FTC Policy Statement on the Scope of Unfair Methods of Competition – A Broad But Vague Warning

By:Leo Caseria & Malika Levarlet (Sheppard Mullin Antitrust Law Blog)

On November 10, 2022, the Federal Trade Commission issued its “Policy Statement Regarding the Scope of Unfair Methods of Competition Under Section 5 of the Federal Trade Commission Act.” The Statement replaces prior guidance on the subject that was rescinded by the FTC on July 1, 2021[1] and “supersedes all prior FTC policy statements and advisory guidance on the scope and meaning of unfair methods of competition under Section 5 of the FTC Act.”

The Statement describes “the key principles of general applicability concerning whether conduct is an unfair method of competition.” It also states that it “makes clear that Section 5 reaches beyond the Sherman and Clayton Acts to encompass various types of unfair conduct that tend to negatively affect competitive conditions.”

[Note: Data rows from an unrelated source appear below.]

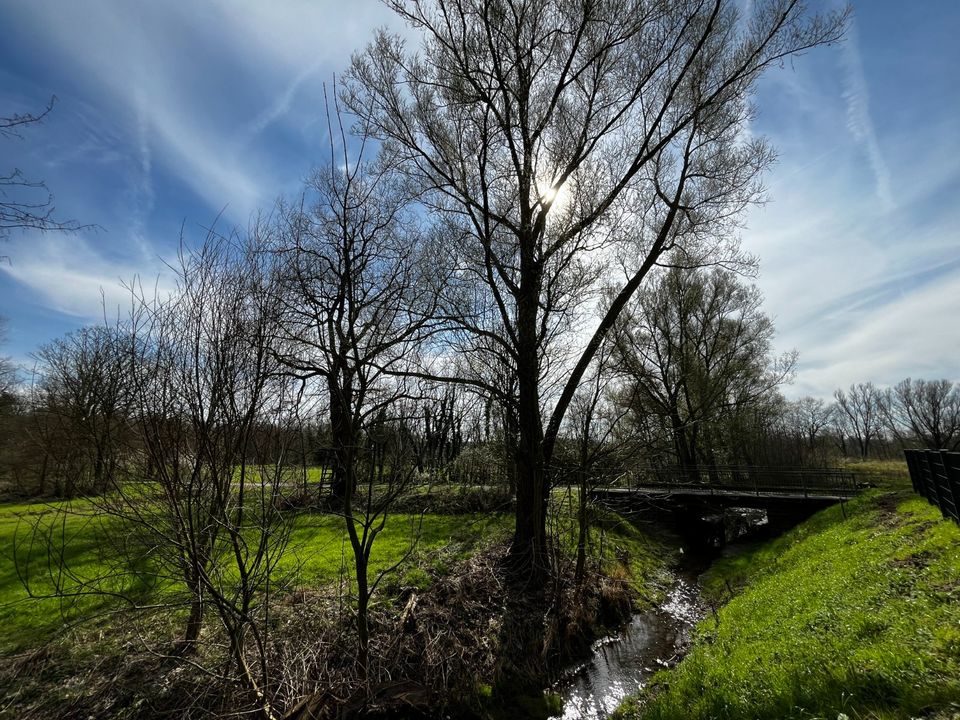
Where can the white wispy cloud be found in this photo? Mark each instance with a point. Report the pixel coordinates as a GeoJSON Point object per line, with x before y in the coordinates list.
{"type": "Point", "coordinates": [69, 275]}
{"type": "Point", "coordinates": [859, 121]}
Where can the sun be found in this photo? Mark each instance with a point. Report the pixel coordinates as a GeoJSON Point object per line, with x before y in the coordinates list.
{"type": "Point", "coordinates": [555, 197]}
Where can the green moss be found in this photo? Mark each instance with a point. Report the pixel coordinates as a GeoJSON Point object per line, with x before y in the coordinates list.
{"type": "Point", "coordinates": [856, 616]}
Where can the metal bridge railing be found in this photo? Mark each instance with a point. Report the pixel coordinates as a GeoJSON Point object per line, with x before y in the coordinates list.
{"type": "Point", "coordinates": [747, 479]}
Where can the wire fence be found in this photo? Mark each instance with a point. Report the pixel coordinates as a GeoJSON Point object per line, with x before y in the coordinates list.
{"type": "Point", "coordinates": [935, 475]}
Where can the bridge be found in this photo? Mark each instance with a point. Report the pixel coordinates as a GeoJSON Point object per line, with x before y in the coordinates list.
{"type": "Point", "coordinates": [739, 486]}
{"type": "Point", "coordinates": [695, 497]}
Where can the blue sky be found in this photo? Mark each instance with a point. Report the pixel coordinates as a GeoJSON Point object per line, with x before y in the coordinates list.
{"type": "Point", "coordinates": [172, 113]}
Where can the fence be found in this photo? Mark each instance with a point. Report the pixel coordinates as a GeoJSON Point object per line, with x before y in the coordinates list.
{"type": "Point", "coordinates": [935, 474]}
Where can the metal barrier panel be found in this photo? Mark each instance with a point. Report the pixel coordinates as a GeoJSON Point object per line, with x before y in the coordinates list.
{"type": "Point", "coordinates": [935, 474]}
{"type": "Point", "coordinates": [948, 480]}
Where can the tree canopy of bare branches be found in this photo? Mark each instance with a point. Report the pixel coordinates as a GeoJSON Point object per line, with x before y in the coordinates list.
{"type": "Point", "coordinates": [567, 145]}
{"type": "Point", "coordinates": [26, 203]}
{"type": "Point", "coordinates": [925, 410]}
{"type": "Point", "coordinates": [697, 347]}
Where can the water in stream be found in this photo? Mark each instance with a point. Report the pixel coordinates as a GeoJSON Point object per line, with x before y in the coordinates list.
{"type": "Point", "coordinates": [621, 664]}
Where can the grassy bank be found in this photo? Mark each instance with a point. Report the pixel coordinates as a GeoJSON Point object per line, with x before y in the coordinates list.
{"type": "Point", "coordinates": [857, 615]}
{"type": "Point", "coordinates": [91, 568]}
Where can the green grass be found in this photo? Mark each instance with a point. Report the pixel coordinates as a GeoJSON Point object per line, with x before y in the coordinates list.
{"type": "Point", "coordinates": [858, 616]}
{"type": "Point", "coordinates": [318, 553]}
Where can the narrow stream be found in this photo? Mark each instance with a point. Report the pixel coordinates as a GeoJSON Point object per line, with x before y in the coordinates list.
{"type": "Point", "coordinates": [621, 664]}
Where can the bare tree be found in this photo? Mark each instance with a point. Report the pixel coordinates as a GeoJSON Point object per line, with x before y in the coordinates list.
{"type": "Point", "coordinates": [925, 410]}
{"type": "Point", "coordinates": [858, 415]}
{"type": "Point", "coordinates": [564, 144]}
{"type": "Point", "coordinates": [80, 403]}
{"type": "Point", "coordinates": [697, 347]}
{"type": "Point", "coordinates": [206, 384]}
{"type": "Point", "coordinates": [26, 203]}
{"type": "Point", "coordinates": [356, 304]}
{"type": "Point", "coordinates": [809, 417]}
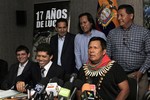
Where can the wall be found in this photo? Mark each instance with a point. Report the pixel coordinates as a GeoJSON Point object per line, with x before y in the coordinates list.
{"type": "Point", "coordinates": [12, 35]}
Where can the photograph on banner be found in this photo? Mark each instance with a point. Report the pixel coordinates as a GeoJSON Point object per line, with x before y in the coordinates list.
{"type": "Point", "coordinates": [45, 16]}
{"type": "Point", "coordinates": [147, 13]}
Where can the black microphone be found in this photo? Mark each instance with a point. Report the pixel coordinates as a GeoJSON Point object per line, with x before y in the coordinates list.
{"type": "Point", "coordinates": [77, 86]}
{"type": "Point", "coordinates": [65, 91]}
{"type": "Point", "coordinates": [40, 87]}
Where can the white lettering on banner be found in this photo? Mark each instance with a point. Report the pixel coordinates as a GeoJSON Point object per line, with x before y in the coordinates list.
{"type": "Point", "coordinates": [50, 17]}
{"type": "Point", "coordinates": [50, 23]}
{"type": "Point", "coordinates": [39, 24]}
{"type": "Point", "coordinates": [39, 15]}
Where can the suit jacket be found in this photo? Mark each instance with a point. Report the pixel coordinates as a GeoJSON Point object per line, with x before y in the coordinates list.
{"type": "Point", "coordinates": [67, 56]}
{"type": "Point", "coordinates": [12, 75]}
{"type": "Point", "coordinates": [3, 70]}
{"type": "Point", "coordinates": [33, 76]}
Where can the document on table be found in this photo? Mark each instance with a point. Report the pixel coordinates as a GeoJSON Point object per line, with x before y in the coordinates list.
{"type": "Point", "coordinates": [10, 93]}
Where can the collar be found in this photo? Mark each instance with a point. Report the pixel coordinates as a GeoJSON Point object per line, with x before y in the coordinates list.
{"type": "Point", "coordinates": [47, 67]}
{"type": "Point", "coordinates": [23, 65]}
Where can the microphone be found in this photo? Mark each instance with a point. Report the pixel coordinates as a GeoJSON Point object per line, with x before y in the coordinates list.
{"type": "Point", "coordinates": [73, 77]}
{"type": "Point", "coordinates": [77, 85]}
{"type": "Point", "coordinates": [65, 91]}
{"type": "Point", "coordinates": [40, 87]}
{"type": "Point", "coordinates": [88, 91]}
{"type": "Point", "coordinates": [53, 86]}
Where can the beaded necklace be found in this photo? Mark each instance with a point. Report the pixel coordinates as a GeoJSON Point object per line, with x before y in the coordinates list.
{"type": "Point", "coordinates": [89, 72]}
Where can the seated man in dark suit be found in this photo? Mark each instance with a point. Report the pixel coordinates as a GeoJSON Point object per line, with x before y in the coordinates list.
{"type": "Point", "coordinates": [23, 65]}
{"type": "Point", "coordinates": [3, 70]}
{"type": "Point", "coordinates": [43, 57]}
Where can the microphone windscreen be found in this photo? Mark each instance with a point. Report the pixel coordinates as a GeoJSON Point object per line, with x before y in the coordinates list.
{"type": "Point", "coordinates": [44, 81]}
{"type": "Point", "coordinates": [86, 87]}
{"type": "Point", "coordinates": [60, 82]}
{"type": "Point", "coordinates": [54, 79]}
{"type": "Point", "coordinates": [68, 85]}
{"type": "Point", "coordinates": [78, 83]}
{"type": "Point", "coordinates": [40, 87]}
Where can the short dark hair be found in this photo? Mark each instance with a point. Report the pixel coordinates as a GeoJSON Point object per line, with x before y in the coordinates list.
{"type": "Point", "coordinates": [129, 8]}
{"type": "Point", "coordinates": [22, 47]}
{"type": "Point", "coordinates": [44, 47]}
{"type": "Point", "coordinates": [90, 19]}
{"type": "Point", "coordinates": [61, 20]}
{"type": "Point", "coordinates": [101, 40]}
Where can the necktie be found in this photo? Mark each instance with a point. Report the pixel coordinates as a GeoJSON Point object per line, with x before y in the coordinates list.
{"type": "Point", "coordinates": [42, 72]}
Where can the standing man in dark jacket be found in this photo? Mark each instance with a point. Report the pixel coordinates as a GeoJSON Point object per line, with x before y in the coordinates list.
{"type": "Point", "coordinates": [22, 66]}
{"type": "Point", "coordinates": [62, 46]}
{"type": "Point", "coordinates": [3, 70]}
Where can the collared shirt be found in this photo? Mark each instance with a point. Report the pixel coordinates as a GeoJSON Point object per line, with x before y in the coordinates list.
{"type": "Point", "coordinates": [60, 46]}
{"type": "Point", "coordinates": [130, 48]}
{"type": "Point", "coordinates": [47, 67]}
{"type": "Point", "coordinates": [21, 68]}
{"type": "Point", "coordinates": [81, 46]}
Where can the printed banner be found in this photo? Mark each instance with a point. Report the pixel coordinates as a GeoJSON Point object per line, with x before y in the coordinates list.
{"type": "Point", "coordinates": [106, 18]}
{"type": "Point", "coordinates": [147, 14]}
{"type": "Point", "coordinates": [45, 16]}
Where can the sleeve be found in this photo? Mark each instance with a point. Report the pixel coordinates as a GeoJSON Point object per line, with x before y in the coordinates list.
{"type": "Point", "coordinates": [119, 73]}
{"type": "Point", "coordinates": [77, 52]}
{"type": "Point", "coordinates": [146, 64]}
{"type": "Point", "coordinates": [108, 49]}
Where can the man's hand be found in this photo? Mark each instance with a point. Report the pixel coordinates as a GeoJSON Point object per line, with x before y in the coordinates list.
{"type": "Point", "coordinates": [21, 86]}
{"type": "Point", "coordinates": [137, 75]}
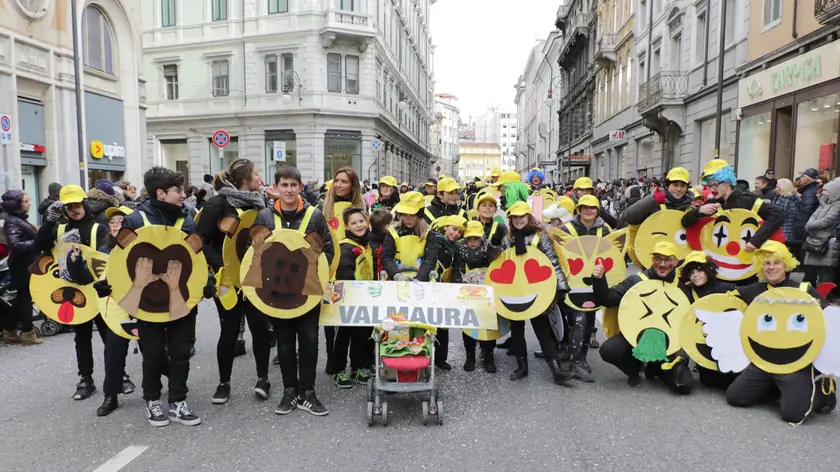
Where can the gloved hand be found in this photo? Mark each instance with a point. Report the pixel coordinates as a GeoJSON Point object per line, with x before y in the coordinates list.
{"type": "Point", "coordinates": [55, 212]}
{"type": "Point", "coordinates": [103, 288]}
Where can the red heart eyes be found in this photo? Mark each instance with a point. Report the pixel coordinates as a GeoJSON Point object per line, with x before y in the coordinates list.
{"type": "Point", "coordinates": [504, 274]}
{"type": "Point", "coordinates": [535, 272]}
{"type": "Point", "coordinates": [575, 265]}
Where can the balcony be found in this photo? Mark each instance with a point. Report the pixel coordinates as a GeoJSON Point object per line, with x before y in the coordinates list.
{"type": "Point", "coordinates": [605, 53]}
{"type": "Point", "coordinates": [347, 26]}
{"type": "Point", "coordinates": [827, 12]}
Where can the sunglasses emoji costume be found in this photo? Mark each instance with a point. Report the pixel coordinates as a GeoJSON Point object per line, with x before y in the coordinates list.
{"type": "Point", "coordinates": [157, 273]}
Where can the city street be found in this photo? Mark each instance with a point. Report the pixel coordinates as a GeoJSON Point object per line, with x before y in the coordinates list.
{"type": "Point", "coordinates": [490, 422]}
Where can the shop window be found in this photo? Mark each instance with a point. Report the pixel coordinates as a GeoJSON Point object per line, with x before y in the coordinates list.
{"type": "Point", "coordinates": [98, 44]}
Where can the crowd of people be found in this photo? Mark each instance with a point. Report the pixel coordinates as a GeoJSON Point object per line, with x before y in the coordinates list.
{"type": "Point", "coordinates": [436, 231]}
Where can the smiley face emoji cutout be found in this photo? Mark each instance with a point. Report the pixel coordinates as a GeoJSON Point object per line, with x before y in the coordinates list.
{"type": "Point", "coordinates": [524, 285]}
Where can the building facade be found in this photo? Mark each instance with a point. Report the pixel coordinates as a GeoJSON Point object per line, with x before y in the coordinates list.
{"type": "Point", "coordinates": [478, 160]}
{"type": "Point", "coordinates": [37, 74]}
{"type": "Point", "coordinates": [789, 93]}
{"type": "Point", "coordinates": [320, 85]}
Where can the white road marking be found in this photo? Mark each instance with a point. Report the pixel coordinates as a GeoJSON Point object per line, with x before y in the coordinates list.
{"type": "Point", "coordinates": [121, 459]}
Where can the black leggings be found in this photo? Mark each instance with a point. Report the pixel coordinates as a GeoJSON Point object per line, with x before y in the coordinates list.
{"type": "Point", "coordinates": [225, 348]}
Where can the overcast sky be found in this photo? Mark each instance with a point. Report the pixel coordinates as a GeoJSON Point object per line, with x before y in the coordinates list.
{"type": "Point", "coordinates": [482, 47]}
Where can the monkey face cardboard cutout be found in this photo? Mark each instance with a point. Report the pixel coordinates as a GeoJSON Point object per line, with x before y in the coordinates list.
{"type": "Point", "coordinates": [63, 301]}
{"type": "Point", "coordinates": [284, 274]}
{"type": "Point", "coordinates": [157, 273]}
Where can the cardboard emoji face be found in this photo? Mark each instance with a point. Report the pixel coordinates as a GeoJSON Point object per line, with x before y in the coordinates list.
{"type": "Point", "coordinates": [283, 273]}
{"type": "Point", "coordinates": [692, 337]}
{"type": "Point", "coordinates": [783, 330]}
{"type": "Point", "coordinates": [157, 273]}
{"type": "Point", "coordinates": [524, 285]}
{"type": "Point", "coordinates": [653, 305]}
{"type": "Point", "coordinates": [59, 299]}
{"type": "Point", "coordinates": [580, 255]}
{"type": "Point", "coordinates": [664, 225]}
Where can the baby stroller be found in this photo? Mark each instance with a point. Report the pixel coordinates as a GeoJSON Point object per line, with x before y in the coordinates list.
{"type": "Point", "coordinates": [404, 353]}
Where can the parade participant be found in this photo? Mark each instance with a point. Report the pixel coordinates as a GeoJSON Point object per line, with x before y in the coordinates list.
{"type": "Point", "coordinates": [355, 263]}
{"type": "Point", "coordinates": [719, 177]}
{"type": "Point", "coordinates": [526, 231]}
{"type": "Point", "coordinates": [799, 394]}
{"type": "Point", "coordinates": [237, 190]}
{"type": "Point", "coordinates": [617, 350]}
{"type": "Point", "coordinates": [439, 260]}
{"type": "Point", "coordinates": [388, 196]}
{"type": "Point", "coordinates": [405, 243]}
{"type": "Point", "coordinates": [675, 196]}
{"type": "Point", "coordinates": [290, 211]}
{"type": "Point", "coordinates": [476, 251]}
{"type": "Point", "coordinates": [72, 207]}
{"type": "Point", "coordinates": [445, 203]}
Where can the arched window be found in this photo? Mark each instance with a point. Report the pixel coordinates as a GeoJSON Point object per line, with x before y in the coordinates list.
{"type": "Point", "coordinates": [97, 41]}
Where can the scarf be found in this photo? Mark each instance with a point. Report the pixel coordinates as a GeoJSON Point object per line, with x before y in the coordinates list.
{"type": "Point", "coordinates": [241, 198]}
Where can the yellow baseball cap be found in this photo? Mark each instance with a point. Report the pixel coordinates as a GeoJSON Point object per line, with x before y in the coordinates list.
{"type": "Point", "coordinates": [583, 182]}
{"type": "Point", "coordinates": [678, 174]}
{"type": "Point", "coordinates": [665, 248]}
{"type": "Point", "coordinates": [388, 180]}
{"type": "Point", "coordinates": [71, 194]}
{"type": "Point", "coordinates": [411, 203]}
{"type": "Point", "coordinates": [123, 210]}
{"type": "Point", "coordinates": [447, 184]}
{"type": "Point", "coordinates": [519, 209]}
{"type": "Point", "coordinates": [474, 230]}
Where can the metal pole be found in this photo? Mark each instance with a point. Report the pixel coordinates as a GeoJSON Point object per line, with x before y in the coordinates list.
{"type": "Point", "coordinates": [721, 51]}
{"type": "Point", "coordinates": [77, 72]}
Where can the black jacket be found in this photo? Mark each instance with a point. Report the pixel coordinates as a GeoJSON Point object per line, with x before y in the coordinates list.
{"type": "Point", "coordinates": [611, 297]}
{"type": "Point", "coordinates": [773, 216]}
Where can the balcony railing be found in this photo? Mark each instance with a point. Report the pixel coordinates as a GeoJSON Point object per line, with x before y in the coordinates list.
{"type": "Point", "coordinates": [827, 11]}
{"type": "Point", "coordinates": [664, 88]}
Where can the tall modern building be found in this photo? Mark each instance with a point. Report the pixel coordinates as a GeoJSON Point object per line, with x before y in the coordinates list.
{"type": "Point", "coordinates": [319, 84]}
{"type": "Point", "coordinates": [41, 144]}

The Statement asserts that, in enacting Section 5, Congress’s objective was to create a new prohibition broader than, and different from, the Sherman and Clayton Acts. The “key function” of the FTC in applying the provision is “to identify unfair forms of competition.”

According to the Statement, Congress made it clear that unfair methods of competition need not require a showing of current anticompetitive harm or anticompetitive intent. Rather, Congress wanted the FTC to stop monopolies in their “incipiency.”

In addition, Congress created the FTC as an “expert body” charged with “elucidating the meaning of Section 5.” As such, its determinations as to what constitutes an unfair method of competition are entitled to “great weight.”